A random blood sugar is truly the measurement only at the exact time the blood is drawn, and represents a moment in time. Sugar in the urine sample may or may not correlate to the degree of glucose control in the body at a given moment. Fructosamine, also used by our testing labs, measures average glucose in the two to three week range. In clinical practice, a doctor uses random blood sugars, fasting bloods and a short term measure of control (such as fructosamine) to guide medication therapy. For insurance purposes, hemoglobin A1c provides a much better guide to intermediate and longer term control and allows assessment of the effectiveness of blood sugar control that excuses a day or even a week or two of non-compliance.
Many conditions that modify red blood cell production, destruction or influence the life span of the red cell will alter A1c measurements. Those include chronic renal disease (with shortened red cell life) that may decrease the A1c level, chronic liver disease (which may increase or decrease the level), and the absence of a spleen, where there is decreased red cell turnover due to an increased red blood cell life span (as there is no spleen to serve as a filter for removing abnormal or old cells). Iron deficiency anemia increases hemoglobin A1c as a reduced red blood cell turnover prolongs the survival of the cells. Hemolytic anemia does the opposite with reduced RBC turnover prolonging RBC survival. And all bets are off in pregnancy, where hemoglobin A1c may be increased later in the pregnancy but decreased early on.
Sometimes people with different hemoglobins can have completely different A1c measurements. Sickle cell anemia, thalassemia and many variants found in ethnic populations can provide strikingly different results that have little if anything to do with the degree of sugar control. The results are multifactorial and can depend on the type of hemoglobinopathy and/or anemia that exists. Even simple Vitamin B12 and folate deficiencies in the diet may increase hemoglobin A1c by reducing the turnover of cells and prolonging the red blood cell survival.
When hemoglobin A1c values are off and don’t correlate to the true clinical picture in an applicant or patient, there are other tests used to get a more accurate picture. Serum fructosamine (as mentioned previously) is a circulating glycated protein (mostly albumin) that is independent of hemoglobin abnormalities. It is more related to the half-life of albumin (about 17-20 days) and as such gives a very accurate but shorter period of control measurement of two to three weeks. Glycated albumin also gives a good 14-21 day measure of glycemic control but has limitations in those with any albumin problem (like liver disease or thyroid dysfunction). Capillary blood glucose and continuous blood glucose monitoring are both quite effective but generally limited to clinical practice in those who have an established diabetes diagnosis and are assessing the degree of control diet and medication may bring.

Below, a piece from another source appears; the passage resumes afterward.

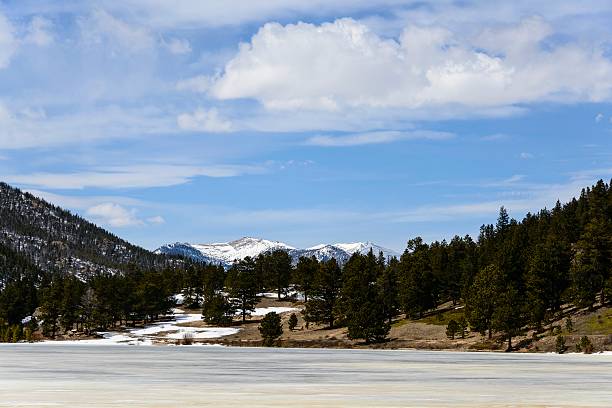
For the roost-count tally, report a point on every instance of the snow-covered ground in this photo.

As insurance laboratory blood testing can now run both fructosamine and hemoglobin A1c on the same sample, there are less problems with assessment of glucose control that an underlying blood abnormality may disguise. Severe conditions in body physiology and disease are usually quite obvious (like kidney or liver failure) by other clinical and laboratory testing and can differentiate a hemoglobin A1c abnormality quickly. Thankfully though the measures used now in our laboratory assessment of blood sugar control provide us an accurate means for an underwritable situation and accurate assessment of blood sugar control.